お茶によって、場所によって、また気温によって時期がズレるところもある。

お茶の聖地といわれる京都・宇治田原町では茶摘み体験が毎年行われている。
その宇治田原町は、摘んだ新芽を蒸すか茹でるかの加熱処理し天日で干して乾燥させる「青製煎茶製法」を開発し、宇治茶を世に知らしめた「永谷宗円」の出身地。その宗円が製茶法で作りあげたお茶を江戸に持っていき、茶商の山本嘉兵衛に販売を託したところ、たちまち評判となり、以後「宇治の煎茶」は日本を代表するお茶となったと言われている。

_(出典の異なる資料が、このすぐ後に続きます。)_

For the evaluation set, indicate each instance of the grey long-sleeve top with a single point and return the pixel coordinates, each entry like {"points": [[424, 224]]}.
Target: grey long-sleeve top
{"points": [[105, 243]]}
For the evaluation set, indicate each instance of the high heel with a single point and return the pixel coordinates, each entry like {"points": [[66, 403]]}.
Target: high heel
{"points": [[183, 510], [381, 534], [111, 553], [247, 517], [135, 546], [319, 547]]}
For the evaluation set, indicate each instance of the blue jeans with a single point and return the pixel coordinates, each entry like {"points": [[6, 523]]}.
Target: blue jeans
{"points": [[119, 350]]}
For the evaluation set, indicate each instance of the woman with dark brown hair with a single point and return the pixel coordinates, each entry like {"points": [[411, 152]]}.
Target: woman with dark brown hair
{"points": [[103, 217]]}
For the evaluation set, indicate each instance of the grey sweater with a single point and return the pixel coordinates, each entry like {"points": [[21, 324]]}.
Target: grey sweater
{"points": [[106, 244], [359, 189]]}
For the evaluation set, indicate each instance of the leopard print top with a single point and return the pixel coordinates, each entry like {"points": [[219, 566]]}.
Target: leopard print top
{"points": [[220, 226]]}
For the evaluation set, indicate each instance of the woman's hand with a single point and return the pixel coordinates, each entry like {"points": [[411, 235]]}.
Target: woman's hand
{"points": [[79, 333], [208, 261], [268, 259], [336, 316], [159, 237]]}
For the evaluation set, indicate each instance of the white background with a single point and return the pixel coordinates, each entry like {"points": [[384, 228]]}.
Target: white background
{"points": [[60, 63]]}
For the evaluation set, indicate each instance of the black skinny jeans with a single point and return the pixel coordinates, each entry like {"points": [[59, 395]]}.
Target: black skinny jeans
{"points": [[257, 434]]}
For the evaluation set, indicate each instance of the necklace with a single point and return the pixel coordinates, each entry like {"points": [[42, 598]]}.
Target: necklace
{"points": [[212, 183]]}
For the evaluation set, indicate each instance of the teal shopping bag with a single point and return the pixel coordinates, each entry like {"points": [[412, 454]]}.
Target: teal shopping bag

茶商、山本嘉兵衛というのは、いまの株式会社山本山の初代である。1738年、山城国宇治田原郷湯屋谷の永谷宗円の製茶法を認め、宇治茶を「天下一」と称した。いまに受け継がれている「宇治製法」は京都府の指定文化財になっている。そして数年前から世界文化遺産への登録に向け動き始めている。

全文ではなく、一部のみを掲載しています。